I never saw her again.  It is not hard to find doctors who give out Xanax.

Phobias may have, on some level, a reason for existing.  Fear of snakes is one of the most common.  I (and others) have long suspected the obvious.  Since people can die from snakebite, being afraid of snakes in Fred Flintstone’s day could have done a good job of keeping people alive.  In other words, it could have been an evolutionary adaptation.

Freud and even some folks schooled in the contemporary analytic methods have told me (usually at cocktail parties or the equivalent) that snakes are obviously shaped like a penis and that has something to do with why some people may be scared of them.  No wonder people always accuse us shrinks of having dirty minds!

Well, according to Freud’s theories, explaining these analogies should help people get rid of the fears.  However, I studied Freud and I am not exactly running to frolic in the snake house at the world-famous San Diego Zoo.

I remember an old friend, a psychiatrist, who played the violin, and who told me if you listen to the Freudians, they will tell you that everything that is longer than it is wide is a phallic symbol, and he quoted to me Freud’s famous quote that “Sometimes a cigar is just a cigar.”

This same psychiatrist had been informed by a colleague that his love of the violin had something to do with it having a shape like a phallus. Whereupon my psychiatrist friend replied that he would clobber the analyst with the violin, if it were not for the fact that the violin were rather expensive.  In other words, although analysis can be fascinating, it is not usually, in my estimation, the quickest way to getting rid of symptoms.

As for snakes and me, it is not a real “phobia,” although I prefer to have a piece of glass between the nearest snake and me.  Once, long before I met my beloved husband, I actually treated one poisonous snakebite in an emergency room in the Midwest.  (I called a supervisor; this was neither my expertise nor my passion.)

I certainly understand why some are fascinated by snakes.  This goes back to Biblical times.
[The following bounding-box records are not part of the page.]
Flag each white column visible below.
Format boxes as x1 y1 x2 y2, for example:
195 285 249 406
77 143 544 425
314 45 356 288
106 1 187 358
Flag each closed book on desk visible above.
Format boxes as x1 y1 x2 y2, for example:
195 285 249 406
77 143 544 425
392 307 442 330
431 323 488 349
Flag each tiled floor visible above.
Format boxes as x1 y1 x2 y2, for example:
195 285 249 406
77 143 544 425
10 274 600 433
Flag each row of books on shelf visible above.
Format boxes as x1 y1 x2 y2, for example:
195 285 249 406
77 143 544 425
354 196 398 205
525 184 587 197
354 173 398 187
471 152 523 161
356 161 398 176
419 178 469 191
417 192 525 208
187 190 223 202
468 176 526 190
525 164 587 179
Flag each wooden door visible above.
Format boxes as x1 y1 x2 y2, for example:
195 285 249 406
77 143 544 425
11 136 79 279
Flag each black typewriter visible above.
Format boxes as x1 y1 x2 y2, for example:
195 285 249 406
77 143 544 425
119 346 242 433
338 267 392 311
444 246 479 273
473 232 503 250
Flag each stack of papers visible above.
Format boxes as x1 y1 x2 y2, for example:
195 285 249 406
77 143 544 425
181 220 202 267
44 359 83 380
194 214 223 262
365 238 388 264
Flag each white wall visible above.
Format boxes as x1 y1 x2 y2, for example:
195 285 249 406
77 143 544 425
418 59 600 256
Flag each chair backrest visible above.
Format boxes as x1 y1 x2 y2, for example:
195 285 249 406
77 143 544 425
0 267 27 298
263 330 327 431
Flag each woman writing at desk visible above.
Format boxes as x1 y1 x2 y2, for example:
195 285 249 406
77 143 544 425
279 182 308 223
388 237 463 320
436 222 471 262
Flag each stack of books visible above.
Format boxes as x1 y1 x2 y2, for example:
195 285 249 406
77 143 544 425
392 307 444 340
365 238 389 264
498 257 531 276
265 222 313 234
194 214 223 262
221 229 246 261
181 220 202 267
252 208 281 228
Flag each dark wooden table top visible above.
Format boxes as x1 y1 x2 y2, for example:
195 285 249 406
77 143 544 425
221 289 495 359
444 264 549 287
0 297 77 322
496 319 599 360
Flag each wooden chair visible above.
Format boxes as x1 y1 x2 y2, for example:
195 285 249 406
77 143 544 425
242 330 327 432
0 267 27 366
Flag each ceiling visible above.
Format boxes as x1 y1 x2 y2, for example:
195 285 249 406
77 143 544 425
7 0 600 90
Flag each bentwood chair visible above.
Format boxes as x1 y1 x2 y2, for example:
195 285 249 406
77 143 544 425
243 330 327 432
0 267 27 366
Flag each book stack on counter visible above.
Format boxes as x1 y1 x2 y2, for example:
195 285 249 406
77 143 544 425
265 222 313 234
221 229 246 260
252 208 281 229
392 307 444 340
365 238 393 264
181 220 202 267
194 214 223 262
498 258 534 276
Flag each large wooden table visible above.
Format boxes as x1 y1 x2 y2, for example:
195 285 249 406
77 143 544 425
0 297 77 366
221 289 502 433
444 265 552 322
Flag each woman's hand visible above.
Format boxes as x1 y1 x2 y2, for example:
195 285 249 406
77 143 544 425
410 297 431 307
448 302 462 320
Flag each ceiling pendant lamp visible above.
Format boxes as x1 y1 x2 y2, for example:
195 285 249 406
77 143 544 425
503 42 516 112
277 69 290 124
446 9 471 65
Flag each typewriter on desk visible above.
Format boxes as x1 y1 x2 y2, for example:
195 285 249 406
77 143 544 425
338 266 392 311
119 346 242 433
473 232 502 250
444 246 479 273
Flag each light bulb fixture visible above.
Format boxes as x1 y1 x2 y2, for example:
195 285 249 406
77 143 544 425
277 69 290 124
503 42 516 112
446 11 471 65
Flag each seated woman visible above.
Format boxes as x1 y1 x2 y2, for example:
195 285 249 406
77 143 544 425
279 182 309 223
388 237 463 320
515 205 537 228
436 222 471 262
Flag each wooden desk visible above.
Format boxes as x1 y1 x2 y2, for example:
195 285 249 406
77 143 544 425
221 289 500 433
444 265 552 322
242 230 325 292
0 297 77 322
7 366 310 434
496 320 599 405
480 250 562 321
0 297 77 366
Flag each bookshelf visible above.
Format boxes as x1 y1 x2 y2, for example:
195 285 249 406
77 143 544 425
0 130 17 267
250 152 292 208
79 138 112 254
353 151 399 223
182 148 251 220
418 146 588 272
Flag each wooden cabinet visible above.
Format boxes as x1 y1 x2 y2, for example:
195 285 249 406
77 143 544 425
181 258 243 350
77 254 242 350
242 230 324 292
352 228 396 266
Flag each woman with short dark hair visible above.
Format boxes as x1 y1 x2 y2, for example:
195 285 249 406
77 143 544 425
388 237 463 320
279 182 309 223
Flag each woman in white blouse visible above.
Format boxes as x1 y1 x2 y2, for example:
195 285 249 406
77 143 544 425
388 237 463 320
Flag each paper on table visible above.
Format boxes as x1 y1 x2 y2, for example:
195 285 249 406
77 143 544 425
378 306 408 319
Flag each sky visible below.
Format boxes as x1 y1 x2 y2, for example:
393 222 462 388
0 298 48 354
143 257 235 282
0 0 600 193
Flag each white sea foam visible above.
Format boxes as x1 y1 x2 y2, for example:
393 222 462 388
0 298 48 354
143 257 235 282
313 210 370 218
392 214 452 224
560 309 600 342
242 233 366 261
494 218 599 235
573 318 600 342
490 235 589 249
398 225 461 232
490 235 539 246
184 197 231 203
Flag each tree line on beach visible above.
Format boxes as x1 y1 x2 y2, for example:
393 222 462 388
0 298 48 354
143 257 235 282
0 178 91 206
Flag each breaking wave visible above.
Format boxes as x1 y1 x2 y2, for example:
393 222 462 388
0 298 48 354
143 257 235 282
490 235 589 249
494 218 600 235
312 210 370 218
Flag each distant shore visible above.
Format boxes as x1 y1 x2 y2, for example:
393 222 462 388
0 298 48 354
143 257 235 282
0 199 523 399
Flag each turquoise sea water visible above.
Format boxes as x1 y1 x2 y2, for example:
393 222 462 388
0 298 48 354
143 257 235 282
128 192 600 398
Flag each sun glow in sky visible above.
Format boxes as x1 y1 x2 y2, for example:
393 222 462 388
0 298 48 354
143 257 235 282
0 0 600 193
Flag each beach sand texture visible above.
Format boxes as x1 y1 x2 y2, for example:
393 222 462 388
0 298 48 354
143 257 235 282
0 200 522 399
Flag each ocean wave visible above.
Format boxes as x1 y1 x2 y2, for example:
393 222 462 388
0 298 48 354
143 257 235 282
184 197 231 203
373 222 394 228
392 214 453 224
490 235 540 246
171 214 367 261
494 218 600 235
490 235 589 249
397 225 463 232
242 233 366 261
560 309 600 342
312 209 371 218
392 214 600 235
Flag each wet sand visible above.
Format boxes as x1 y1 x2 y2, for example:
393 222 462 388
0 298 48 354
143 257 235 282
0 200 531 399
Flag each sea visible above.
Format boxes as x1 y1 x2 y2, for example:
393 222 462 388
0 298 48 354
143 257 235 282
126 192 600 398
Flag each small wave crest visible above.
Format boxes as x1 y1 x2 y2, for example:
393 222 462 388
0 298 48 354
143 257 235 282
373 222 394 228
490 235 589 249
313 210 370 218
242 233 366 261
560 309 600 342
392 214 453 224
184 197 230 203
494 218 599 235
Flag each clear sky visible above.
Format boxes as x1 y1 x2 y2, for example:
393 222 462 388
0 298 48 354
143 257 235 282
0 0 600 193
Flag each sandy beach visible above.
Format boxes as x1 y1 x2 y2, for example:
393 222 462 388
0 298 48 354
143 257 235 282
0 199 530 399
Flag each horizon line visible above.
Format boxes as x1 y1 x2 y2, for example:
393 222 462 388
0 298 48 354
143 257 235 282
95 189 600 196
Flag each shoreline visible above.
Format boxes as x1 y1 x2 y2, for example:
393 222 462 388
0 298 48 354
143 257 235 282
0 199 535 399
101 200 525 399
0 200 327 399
Every herpetologist I have ever known can quote, The way of a serpent on a rock.”

One person’s poetry may be another person’s terror.  With phobias, as with other psychiatric symptoms, the questions are: Is the symptom messing up your life enough that you want to actually do something about it? How much are you willing to do to get rid of your symptoms?

And please don’t ask for a prescription of Xanax — because I might clobber you with a violin.